Christine Sinclair came onto the pitch in the final four minutes of overtime in hopes of squeaking in a goal before the final whistle Sunday night, Nov. 5.
However, she committed one foul, didn't register a shot and had to listen to the sound of her latest club season come to an end as Portland Thorns FC lost to NJ/NY Gotham FC 1-0 in the National Women's Soccer League (NWSL) semifinals.
The Burnaby sports icon finished her 2023 campaign with three goals in 19 regular-season matches with the reigning champions.

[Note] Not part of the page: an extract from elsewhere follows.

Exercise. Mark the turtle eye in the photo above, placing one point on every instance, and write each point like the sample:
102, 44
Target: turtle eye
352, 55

Sinclair will now wait to see if Portland will re-sign her for one more season as she wished for in her retirement announcement from the Canadian women's national team.
"P.S. — Portland, how about one more year?" the 40-year-old wrote in a post on Instagram.

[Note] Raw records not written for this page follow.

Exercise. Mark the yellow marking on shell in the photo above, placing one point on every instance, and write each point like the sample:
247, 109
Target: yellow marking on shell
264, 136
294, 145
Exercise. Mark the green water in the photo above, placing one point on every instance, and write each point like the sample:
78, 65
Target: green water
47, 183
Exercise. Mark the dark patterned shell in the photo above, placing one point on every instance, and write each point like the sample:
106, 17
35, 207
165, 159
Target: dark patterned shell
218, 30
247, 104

Until then, Sinclair will now focus on her final matches with Canada — two friendlies against Australia, including her swan song not far from her hometown of Burnaby.
Her final international contest is scheduled for Dec. 5, 7 p.m. at BC Place in Vancouver.
The game is drawing a lot of attention from fans that the stadium has opened the upper bowl for additional seating as of Oct. 30 in hopes of a sell out.
Sinclair has played 14 seasons of club soccer going back to FC Gold Pride (San Francisco) in the former Women's Professional Soccer (WPS) league.
The Burnaby South Secondary grad's last 11 have been with the Portland Thorns, which has included three championships in 2013, 2017 and 2022.
She's accumulated 68 goals in 180 appearances in the NWSL.
Internationally, Sinclair is the greatest goal-scorer in history with 190 goals in 329 caps with Canada, including six trips to the FIFA Women's World Cup, since coming onto the scene as a 16-year-old on March 12, 2000.
Her last meaningful game on home soil was on Sept. 26 when she came off the bench in the second half of Canada's 4-1 aggregate win over Jamaica to qualify for the Paris 2024 Summer Olympics.
That's when Sinclair realized it was getting close to calling it a career.
"After Tokyo, deep down inside, I knew I didn't want to play in Paris," she told The Canadian Press. "The way the Tokyo Olympics ended, you can't beat it.
"I wanted to give it one more shot for the World Cup, just because I really thought we could be successful there and we hadn't been successful in a long time at World Cups."